El 14 de junio, Trump organizó un desfile militar, era el cumpleaños de doscientos quincuagésimas de los quincuentuientos y su setenta noveno, a un costo de treinta millones de dólares. Los grupos de democracia pidieron manifestaciones para que coincidan con el evento, bajo la bandera de “No Kings”, y se estima que varios millones de personas aparecieron; Fue una de las protestas de un solo día más grandes en la historia de los Estados Unidos. En Rancho Cucamonga, una ciudad desértica al este de Los Ángeles, mil personas se alinearon en una intersección importante, agitando sus letreros en los autos que pasan: “¡No Faux King Way!”; “Ice fuera de Los Ángeles, Trump fuera de DC”. Los organizadores de “No Kings” citaron una teoría de los movimientos sociales desarrollados por el politólogo de Harvard Erica Chenoweth: “Solo se necesita el 3,5% de la población que participa en protesta sostenida y estratégica contra el autoritarismo para lograr un cambio político significativo”. En los Estados Unidos, ese número sería de unos doce millones. No estaban del todo allí.

Unos días después de las protestas de “No Kings”, volé a Washington para asistir a una gala de premios organizada por la Asociación para el Servicio Público, una organización no partidista que capacita y apoya a los trabajadores federales. El servicio Samuel J. Heyman a las medallas de América, o Sammies, mejorado como “los ‘Oscar’ del servicio gubernamental”, se ha otorgado a cientos de federales desde el 11 de septiembre, con el objetivo de “destacar los logros extraordinarios de nuestro gobierno y el papel vital que desempeña en nuestra vida cotidiana”. Los invitados en esmoquin y vestidos de noche entraron en el Johns Hopkins Bloomberg Center, el elegante edificio de posgrado de la universidad en el centro de Washington. Bebieron vino espumoso y comieron aperitivos globales: rollos de verano vietnamitas, Norimaki, pollo Cordon Bleu.

Por lo general, la asociación honra a una pareja de docenas de funcionarios públicos y nombra a un empleado federal del año. Cada ganador recibe un trofeo y da un discurso. Este año, la organización consideró brevemente omitir las sammies por completo, para no hacer de nadie un objetivo.

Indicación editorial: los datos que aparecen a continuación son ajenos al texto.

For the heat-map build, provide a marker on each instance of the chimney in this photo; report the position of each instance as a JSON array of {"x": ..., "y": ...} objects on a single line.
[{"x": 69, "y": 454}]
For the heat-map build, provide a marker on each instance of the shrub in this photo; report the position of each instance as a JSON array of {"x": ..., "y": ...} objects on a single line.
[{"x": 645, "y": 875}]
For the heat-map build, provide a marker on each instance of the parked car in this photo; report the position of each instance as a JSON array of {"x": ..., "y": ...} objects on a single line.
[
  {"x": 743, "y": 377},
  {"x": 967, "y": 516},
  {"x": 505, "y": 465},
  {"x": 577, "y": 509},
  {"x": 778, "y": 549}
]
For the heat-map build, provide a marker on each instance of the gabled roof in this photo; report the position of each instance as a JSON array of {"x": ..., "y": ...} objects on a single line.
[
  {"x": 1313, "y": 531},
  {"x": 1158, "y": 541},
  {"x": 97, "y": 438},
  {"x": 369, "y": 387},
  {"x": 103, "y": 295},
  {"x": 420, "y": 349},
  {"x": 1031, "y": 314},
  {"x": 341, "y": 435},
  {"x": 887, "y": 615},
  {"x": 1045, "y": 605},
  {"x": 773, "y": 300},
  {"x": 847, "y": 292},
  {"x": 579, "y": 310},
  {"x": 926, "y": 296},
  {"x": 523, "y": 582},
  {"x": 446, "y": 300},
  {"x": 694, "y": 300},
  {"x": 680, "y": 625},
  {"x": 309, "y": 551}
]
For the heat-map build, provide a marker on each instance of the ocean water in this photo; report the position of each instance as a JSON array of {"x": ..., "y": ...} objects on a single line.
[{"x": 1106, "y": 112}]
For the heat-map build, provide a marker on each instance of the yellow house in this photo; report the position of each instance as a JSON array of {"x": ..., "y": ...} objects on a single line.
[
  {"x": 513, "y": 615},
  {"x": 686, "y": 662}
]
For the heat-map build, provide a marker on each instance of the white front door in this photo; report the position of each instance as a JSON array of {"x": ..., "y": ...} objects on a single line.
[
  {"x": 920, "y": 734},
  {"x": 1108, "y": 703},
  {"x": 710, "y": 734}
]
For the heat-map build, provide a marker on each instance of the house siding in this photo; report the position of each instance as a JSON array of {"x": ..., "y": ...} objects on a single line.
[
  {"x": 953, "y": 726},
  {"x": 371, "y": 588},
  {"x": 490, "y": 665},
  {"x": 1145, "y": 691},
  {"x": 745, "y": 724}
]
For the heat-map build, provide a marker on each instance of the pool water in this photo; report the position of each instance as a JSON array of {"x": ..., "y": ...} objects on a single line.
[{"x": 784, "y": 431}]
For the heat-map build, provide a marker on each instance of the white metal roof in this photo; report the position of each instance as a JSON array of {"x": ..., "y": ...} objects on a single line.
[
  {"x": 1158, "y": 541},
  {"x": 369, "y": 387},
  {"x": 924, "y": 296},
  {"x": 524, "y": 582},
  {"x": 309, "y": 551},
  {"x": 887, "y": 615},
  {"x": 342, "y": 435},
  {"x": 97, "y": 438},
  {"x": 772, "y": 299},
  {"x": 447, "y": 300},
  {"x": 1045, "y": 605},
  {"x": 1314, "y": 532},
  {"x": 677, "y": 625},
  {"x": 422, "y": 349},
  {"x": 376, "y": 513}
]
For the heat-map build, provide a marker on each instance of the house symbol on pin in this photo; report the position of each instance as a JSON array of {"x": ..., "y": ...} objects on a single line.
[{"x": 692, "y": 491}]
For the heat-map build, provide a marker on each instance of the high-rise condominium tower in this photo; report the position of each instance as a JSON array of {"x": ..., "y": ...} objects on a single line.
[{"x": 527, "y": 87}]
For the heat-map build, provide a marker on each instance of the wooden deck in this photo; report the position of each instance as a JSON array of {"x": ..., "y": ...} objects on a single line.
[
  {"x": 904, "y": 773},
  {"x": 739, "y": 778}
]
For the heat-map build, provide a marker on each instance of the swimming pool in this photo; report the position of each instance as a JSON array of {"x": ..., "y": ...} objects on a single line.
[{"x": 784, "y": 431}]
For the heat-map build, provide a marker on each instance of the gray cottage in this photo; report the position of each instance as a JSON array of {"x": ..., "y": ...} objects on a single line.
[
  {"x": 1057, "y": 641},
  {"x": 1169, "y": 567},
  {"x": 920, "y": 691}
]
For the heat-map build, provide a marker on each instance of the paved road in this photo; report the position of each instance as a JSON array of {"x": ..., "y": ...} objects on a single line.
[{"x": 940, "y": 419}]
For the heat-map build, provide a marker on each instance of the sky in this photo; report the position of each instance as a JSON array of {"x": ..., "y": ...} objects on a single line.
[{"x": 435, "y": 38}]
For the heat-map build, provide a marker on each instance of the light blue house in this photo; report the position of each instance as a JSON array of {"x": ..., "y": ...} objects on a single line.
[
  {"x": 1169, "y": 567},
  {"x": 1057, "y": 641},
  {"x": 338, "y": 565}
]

Max Stier, el presidente de la asociación, comenzó sus comentarios en una nota sombría. “Hoy, estoy preocupado”, dijo, “sobre el futuro de los Sammies y los héroes del público que lo hacen posible”. Se hicieron ajustes al programa habitual. Solo uno de los veintitrés premiados apareció en el escenario: David Lebryk, quien ganó a los empleados del año en parte por haber renunciado como Secretario Fiscal Subsecretario del Tesoro en lugar de dar acceso a Duxt a los sistemas de pago. Los homenajeados fueron presentados por dignatarios de Washington como Judy Woodruff, de PBS, y la ex secretaria del Tesoro Janet Yellen. El teleprompter fue colocado a una altura incómoda para Yellen, que mide cinco pies de altura; La tensión de su cuello extendido parecía encajar en la ocasión. (En 2018, Trump le había dicho a sus ayudantes que era demasiado corta para dirigir la Reserva Federal).